A survey by the Tax Institute at H&R Block in 2009 found that 73 percent of taxpayers were unsure about how to handle unemployment compensation on federal tax returns.
The bad news for the 2010 tax year is that benefits are fully taxable, unlike in 2009 when the first $2,400 was tax exempt. Recipients can voluntarily have federal income taxes withheld from their benefits by filing a Form W-4V, but many people don't do that.
Those caught by surprise by a tax bill they can't pay should still file their return by this year's April 18 deadline, sending in what they can to avoid the stiffest penalties.
The penalty for not filing is 4.5 percent per month.
The penalty for paying late is 0.5 percent per month.
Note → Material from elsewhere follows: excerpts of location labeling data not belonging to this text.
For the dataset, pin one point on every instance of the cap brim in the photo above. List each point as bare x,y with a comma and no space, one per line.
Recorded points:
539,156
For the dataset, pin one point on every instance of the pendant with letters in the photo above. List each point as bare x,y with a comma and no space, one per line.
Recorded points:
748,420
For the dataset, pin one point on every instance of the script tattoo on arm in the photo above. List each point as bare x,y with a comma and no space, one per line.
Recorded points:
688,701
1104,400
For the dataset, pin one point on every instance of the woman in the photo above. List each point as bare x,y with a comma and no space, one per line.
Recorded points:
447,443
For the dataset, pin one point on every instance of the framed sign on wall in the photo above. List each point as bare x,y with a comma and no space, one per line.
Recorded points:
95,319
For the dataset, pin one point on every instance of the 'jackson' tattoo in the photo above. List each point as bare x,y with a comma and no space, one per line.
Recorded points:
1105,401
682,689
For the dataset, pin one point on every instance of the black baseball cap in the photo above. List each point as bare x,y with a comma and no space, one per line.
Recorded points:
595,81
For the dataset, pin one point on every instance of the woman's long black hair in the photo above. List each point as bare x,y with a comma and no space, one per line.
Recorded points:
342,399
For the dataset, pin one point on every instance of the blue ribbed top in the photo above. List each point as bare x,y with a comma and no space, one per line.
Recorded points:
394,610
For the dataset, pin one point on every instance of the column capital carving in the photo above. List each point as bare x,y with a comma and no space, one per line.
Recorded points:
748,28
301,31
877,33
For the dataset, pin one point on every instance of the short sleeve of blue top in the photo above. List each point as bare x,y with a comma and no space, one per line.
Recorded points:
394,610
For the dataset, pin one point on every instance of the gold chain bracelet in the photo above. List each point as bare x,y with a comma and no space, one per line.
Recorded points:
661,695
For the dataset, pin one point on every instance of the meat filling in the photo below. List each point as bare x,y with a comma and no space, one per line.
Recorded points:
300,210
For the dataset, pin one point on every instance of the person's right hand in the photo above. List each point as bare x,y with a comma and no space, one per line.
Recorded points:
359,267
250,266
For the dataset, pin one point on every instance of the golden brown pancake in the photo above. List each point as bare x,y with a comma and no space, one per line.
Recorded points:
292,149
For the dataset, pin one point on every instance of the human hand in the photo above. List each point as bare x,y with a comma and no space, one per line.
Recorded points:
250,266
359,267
The total penalty tops out at 47.5 percent of the tax owed.
Taxpayers who received jobless benefits last year should receive a 1099-G statement showing how much they were paid. That income should be reported on line 19 of IRS Form 1040, line 13 of Form 1040A or line three of Form 1040EZ.
Unemployed people who itemize deductions should keep close track of job-search costs, said Jennifer Rempe, lead tax research analyst at the Tax Institute.
Job-hunting expenses are classified as miscellaneous itemized deductions, which must exceed 2 percent of income before they can be claimed.
Some examples of deductible expenses related to the job search are mileage costs for driving to an interview; lodging, meals and transportation expenses for out-of-town interviews; and the cost of professional resume and placement services.
When it comes to job-related travel expenses, "Make sure the primary reason for the travel is looking for a job," Rempe said. "Don't plan a family vacation and go on a few interviews and write the whole trip off. That isn't acceptable."
Taxpayers who relocate for a new job can deduct qualified moving expenses without itemizing.